Yogurt maker Danone North America is the latest to promote a printable free-item coupon offer. This one is tied to the Super Bowl this coming Sunday.

If the Patriots and Rams combine for at least 1,000 offensive yards, the company will offer printable coupons for a free cup of Oikos Triple Zero Greek nonfat yogurt.

“One-Triple Zero” yards for one “Triple Zero” yogurt – get it?

“All season, we have been entertained and inspired by the offensive performances of these two impressive Super Bowl teams and many others,” Danone Senior Marketing Director Preetam Rao said in a news release announcing the promotion (an announcement that was released Friday, but appears to have been prewritten well before then, since it painstakingly avoids actually mentioning either of the Super Bowl contenders by name).

If what Danone is calling the #TripleZeroChallenge is met during the big game, fans can visit the Oikos yogurt website the week of February 25th to print a coupon good for one free 5.3 oz. cup of Okios Triple Zero Greek nonfat yogurt, which can be redeemed in stores on Monday, March 4th. Because of dairy laws that restrict certain coupon offers, residents of California, Louisiana, Minnesota, Missouri, New Jersey, Nevada, North Dakota, Pennsylvania and Tennessee are not eligible to receive or redeem a coupon.


Danone didn’t say how many coupons would be available to print. Each cup of yogurt sells for roughly a dollar, so the company could be shelling out a lot of money to give away a lot of freebies.

Or maybe not.

Last year, Hershey, KIND Snacks and Chobani were among several brands that issued printable coupons for free products. That’s even though many retailers specifically state in their coupon policies that they don’t accept printable coupons for free items.

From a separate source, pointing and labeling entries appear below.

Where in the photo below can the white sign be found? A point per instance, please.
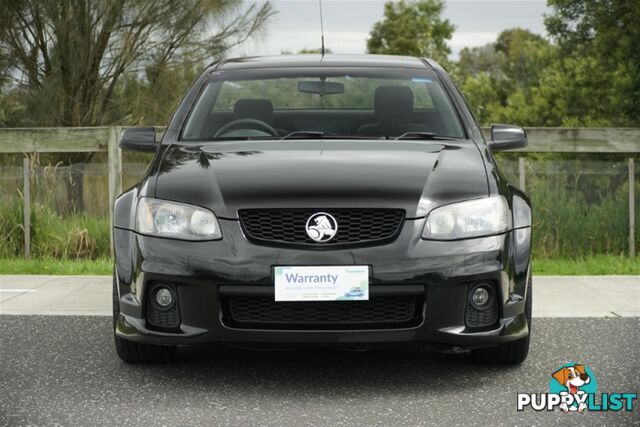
(322, 283)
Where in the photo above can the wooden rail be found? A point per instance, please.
(105, 139)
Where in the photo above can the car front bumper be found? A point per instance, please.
(439, 273)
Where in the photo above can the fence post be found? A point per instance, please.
(26, 210)
(521, 173)
(632, 209)
(115, 174)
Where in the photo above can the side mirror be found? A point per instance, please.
(139, 139)
(506, 137)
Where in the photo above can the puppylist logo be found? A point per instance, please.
(573, 388)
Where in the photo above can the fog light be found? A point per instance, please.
(481, 297)
(164, 297)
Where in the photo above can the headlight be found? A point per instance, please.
(176, 220)
(473, 218)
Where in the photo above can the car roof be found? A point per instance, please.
(329, 60)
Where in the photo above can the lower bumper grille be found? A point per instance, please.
(380, 312)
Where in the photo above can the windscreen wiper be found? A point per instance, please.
(422, 135)
(304, 134)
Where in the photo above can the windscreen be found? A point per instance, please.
(332, 102)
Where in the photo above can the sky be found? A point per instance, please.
(347, 24)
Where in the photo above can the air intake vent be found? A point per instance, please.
(355, 227)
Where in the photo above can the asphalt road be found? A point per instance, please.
(63, 370)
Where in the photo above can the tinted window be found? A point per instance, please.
(348, 102)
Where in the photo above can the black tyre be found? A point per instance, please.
(134, 352)
(511, 353)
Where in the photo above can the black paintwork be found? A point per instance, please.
(416, 176)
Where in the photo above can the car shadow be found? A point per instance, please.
(373, 372)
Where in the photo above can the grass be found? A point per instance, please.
(589, 266)
(100, 266)
(593, 265)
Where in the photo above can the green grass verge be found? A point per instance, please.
(595, 265)
(101, 266)
(588, 266)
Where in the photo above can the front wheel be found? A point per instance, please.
(134, 352)
(511, 353)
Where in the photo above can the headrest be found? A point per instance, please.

So not only did the brands risk having their coupons abused or counterfeited, but they caused a lot of confusion among shoppers who weren’t sure where they were even allowed to use them.

Two days after Coupons in the News ran a story on the subject, the Coupon Information Corporation and Association of Coupon Professionals issued a rare joint statement, in which they urged the “non-issuance of internet print-at-home coupons for free or high value products,” expressing their “strong concern” that such coupons can be counterfeited, misused and cause customer and cashier confusion.

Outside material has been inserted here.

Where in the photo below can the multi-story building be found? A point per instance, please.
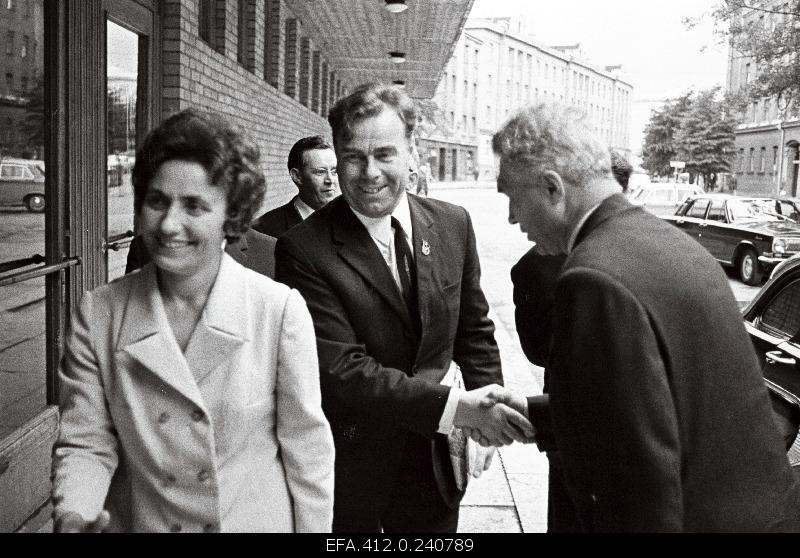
(496, 68)
(768, 133)
(111, 70)
(21, 37)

Later that year, Halo Top Creamery disregarded the industry groups’ advice and offered a printable coupon for free ice cream. And its giveaway didn’t go as planned. To placate disappointed customers who weren’t able to print a coupon, the company ended up offering replacement coupons – via mail.

But Danone seems to have taken steps to limit at least some of the potential problems it could face. First, the coupon isn’t even available to print until several weeks after the Super Bowl ends. How many fans will even remember to visit the Oikos website three weeks after the #TripleZeroChallenge to save a buck on a yogurt?

There’s also the fact that the coupon will only be redeemable on one day. If you don’t head to the store on Monday, March 4th with your coupon in hand, you won’t get any free yogurt. And that’s assuming your store will even accept it. That small window of opportunity will likely limit the demand for the coupon among online coupon sellers and traders.

Don’t forget the counterfeiters, though. The CIC’s list of known counterfeit coupons contains several supposed offers for free Oikos yogurt, with the most recent fake Oikos freebie added just a week and a half ago. What’s to prevent nefarious counterfeiters from printing this real coupon, changing the expiration date and turning it into a legit-looking offer that never expires?

But the biggest thing that could protect Danone is that there’s a very good chance it will never have to offer a coupon at all. That’s because the #TripleZeroChallenge is a near-impossible feat. When last year’s Super Bowl contenders combined for more than 1,000 yards, it was the first time in Super Bowl history that had ever happened. During the 2018 regular season, it happened in a grand total of three out of 256 games.

So the odds are definitely stacked against anyone who’s hoping for a freebie. But if your favorite team isn’t playing in the big game, at least Danone has given everyone something to root for this Sunday. And considering the free publicity it’s getting for its giveaway – in exchange for a minimal chance of actually having to pay out – it seems Danone itself may end up the real winner.